当時すでに私は実家を離れていて、警察沙汰を知ったのは後日、妹や母からの緊急連絡を受けてだった。小さな田舎町で、実家に何台ものパトカーがやってきたこと(噂は避けられない)。娘(妹)から通報されたショックで、父が自殺をほのめかして姿を消したのだという。

ことの顛末を話すと、「あの騒ぎはなんだったんだ……」と呆れるほど、今は妹も父も友好に暮らしているらしい(表面上は、と脚注が必要かもしれないけれど)。

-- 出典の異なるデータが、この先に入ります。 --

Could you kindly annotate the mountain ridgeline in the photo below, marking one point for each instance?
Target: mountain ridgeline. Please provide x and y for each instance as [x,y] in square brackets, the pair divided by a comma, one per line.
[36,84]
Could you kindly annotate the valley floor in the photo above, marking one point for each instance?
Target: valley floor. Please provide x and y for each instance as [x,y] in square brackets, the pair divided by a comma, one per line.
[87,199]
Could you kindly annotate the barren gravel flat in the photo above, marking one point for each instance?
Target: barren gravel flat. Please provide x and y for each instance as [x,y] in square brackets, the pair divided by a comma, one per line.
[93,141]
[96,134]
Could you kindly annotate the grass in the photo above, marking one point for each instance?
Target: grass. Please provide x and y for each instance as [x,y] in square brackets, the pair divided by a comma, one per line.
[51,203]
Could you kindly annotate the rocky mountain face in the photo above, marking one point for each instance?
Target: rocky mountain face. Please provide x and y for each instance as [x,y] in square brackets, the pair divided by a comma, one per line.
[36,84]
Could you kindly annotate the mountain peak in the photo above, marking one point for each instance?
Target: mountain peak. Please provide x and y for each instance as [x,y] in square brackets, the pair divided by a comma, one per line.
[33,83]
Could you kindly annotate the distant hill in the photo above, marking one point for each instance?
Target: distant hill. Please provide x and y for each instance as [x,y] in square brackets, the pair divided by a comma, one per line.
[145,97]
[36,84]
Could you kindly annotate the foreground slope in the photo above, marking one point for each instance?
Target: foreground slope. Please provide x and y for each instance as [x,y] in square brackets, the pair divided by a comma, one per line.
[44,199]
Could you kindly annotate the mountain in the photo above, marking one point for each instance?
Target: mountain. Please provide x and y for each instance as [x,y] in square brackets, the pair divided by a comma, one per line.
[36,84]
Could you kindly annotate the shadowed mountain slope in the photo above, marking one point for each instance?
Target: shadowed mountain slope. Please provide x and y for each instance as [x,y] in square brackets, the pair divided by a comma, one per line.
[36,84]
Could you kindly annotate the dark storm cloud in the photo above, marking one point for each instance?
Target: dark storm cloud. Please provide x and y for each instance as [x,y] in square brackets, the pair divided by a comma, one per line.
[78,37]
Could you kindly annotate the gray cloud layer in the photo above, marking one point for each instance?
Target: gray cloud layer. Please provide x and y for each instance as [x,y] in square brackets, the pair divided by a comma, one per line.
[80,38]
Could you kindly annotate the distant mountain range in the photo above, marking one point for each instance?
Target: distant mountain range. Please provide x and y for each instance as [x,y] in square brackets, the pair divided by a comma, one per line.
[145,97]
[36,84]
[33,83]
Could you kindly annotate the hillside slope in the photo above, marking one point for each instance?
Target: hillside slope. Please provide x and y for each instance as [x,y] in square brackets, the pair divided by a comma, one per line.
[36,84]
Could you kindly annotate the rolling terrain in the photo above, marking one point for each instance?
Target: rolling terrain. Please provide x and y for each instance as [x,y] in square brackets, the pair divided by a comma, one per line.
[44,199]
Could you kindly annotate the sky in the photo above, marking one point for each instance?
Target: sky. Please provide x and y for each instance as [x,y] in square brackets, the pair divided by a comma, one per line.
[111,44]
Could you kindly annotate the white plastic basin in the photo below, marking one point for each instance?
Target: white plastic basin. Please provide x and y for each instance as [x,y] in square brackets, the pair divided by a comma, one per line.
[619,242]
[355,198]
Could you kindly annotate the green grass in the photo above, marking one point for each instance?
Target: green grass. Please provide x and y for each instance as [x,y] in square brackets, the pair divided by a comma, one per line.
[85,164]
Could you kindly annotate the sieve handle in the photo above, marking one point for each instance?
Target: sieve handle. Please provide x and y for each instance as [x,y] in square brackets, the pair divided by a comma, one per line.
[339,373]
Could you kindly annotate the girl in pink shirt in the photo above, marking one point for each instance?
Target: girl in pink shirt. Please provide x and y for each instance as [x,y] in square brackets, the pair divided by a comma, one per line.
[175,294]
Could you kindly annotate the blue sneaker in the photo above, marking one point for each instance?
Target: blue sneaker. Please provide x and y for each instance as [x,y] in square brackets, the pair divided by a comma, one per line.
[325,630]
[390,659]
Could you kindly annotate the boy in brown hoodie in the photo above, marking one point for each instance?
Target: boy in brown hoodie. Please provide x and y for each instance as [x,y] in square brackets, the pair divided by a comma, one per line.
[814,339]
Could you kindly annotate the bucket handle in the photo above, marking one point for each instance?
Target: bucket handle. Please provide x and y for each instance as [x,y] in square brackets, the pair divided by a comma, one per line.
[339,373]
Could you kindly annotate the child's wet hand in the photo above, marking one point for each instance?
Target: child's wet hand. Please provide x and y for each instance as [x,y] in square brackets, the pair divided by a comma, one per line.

妹たちから事情を聞いたとき、一方の立場からの情報で判断するのは危ういと思いつつも、私は父の側に立って考える余裕などなかった。「警察を呼んだことをお父さんに謝って」と言う母の言葉にも、私はどうしても納得できなかった。

なぜ警察を、第三者を必要としたのか、妹のやむにやまれぬ思いというのが、ないがしろにされている気がしてならなかった。

ただ今回、監督辞任までのいきさつを追っていて、警察を呼ばれる側の衝撃というのに、ちらちらと父のことがよぎった。

うちの実家、監督の家族。事情はそれぞれで、他者が理解したり納得したりするために、暴かれていいことなんてひとつもない。

サファリのXからも、ログアウトした。